Well, Beijing (China) just raised the minimum wage 21 percent — yes, that’s 21, not two point one — and it’s automatic for the same work already being done, not for more work than they were doing to earn the lower minimum.

“Other cities and provinces, including the manufacturing hub of Guangdong, are eyeing more increases in the New Year.”

Why? Silly economic engine China (where all the American corporate tax breaks are being invested, despite the pandering and pleading and bailouts to big business) seems to see money in working class pockets as the ticket to general prosperity.
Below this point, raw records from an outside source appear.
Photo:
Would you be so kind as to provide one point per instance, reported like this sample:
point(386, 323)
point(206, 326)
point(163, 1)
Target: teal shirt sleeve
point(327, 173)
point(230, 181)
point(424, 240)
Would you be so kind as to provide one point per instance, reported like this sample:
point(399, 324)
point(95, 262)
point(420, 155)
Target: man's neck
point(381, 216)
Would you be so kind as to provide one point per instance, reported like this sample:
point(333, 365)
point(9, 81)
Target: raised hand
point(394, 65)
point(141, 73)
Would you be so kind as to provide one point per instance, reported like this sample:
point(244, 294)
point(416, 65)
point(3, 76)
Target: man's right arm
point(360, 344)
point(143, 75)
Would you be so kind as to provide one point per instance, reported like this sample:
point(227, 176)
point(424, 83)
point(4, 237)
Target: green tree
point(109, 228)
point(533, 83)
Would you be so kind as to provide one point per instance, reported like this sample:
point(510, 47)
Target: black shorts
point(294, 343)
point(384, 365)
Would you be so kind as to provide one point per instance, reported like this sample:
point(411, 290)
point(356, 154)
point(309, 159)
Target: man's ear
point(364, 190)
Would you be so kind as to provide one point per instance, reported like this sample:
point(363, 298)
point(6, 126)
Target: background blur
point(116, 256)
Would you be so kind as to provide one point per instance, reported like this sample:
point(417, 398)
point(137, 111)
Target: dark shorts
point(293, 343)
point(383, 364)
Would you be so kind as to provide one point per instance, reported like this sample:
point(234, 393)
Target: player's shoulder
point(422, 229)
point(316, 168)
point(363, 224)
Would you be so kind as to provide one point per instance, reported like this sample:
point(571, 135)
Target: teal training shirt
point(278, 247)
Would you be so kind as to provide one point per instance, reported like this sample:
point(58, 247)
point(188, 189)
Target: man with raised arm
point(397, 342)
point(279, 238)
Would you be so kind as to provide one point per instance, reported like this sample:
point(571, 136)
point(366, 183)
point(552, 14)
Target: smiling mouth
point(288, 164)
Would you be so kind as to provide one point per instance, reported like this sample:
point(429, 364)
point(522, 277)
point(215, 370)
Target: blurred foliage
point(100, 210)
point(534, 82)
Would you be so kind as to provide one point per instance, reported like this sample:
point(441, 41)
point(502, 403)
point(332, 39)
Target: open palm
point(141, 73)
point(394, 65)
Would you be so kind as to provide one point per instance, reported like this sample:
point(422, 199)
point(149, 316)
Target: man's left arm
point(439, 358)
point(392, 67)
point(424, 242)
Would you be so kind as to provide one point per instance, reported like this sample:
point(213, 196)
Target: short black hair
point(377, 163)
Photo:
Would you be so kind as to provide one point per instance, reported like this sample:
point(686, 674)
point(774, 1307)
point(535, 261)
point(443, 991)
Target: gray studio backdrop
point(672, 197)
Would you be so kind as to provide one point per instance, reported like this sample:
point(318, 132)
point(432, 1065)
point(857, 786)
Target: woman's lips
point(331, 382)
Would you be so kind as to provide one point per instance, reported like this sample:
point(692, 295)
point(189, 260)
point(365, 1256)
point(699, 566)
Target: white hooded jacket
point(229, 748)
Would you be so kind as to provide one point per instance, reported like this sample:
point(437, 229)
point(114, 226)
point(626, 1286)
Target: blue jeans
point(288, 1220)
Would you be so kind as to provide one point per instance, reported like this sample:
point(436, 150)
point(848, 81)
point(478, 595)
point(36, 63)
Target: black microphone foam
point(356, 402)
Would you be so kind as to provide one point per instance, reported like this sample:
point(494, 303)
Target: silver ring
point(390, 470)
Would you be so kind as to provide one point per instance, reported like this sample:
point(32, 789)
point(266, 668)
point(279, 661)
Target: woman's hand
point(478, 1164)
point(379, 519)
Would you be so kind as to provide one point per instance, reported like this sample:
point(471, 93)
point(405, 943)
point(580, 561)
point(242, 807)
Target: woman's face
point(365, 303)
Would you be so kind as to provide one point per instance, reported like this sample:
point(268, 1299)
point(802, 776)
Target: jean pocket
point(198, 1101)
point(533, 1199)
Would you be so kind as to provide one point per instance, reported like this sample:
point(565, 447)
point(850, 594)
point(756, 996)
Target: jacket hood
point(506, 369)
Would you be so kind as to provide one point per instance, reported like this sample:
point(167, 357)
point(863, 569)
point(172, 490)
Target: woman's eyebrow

P.S. It’s also the second increase in six months. totaling 41%, and this is my favorite part: “amid rising inflationary pressures and growing concern over China’s widening wealth gap. . .”

1 01 2011
JJ

Boomers may have bolted for the door at 18 and been off their parents’ payroll after college, but their offspring are taking longer to reach traditional milestones of adulthood. Marriage and children come later. Certainly with the bad economy, some are taking longer to establish careers. Growing numbers of 20-somethings have been moving back in with their boomer parents . . .

Alicia Munnell, of the Center for Retirement Research at Boston College, says the problem goes beyond that.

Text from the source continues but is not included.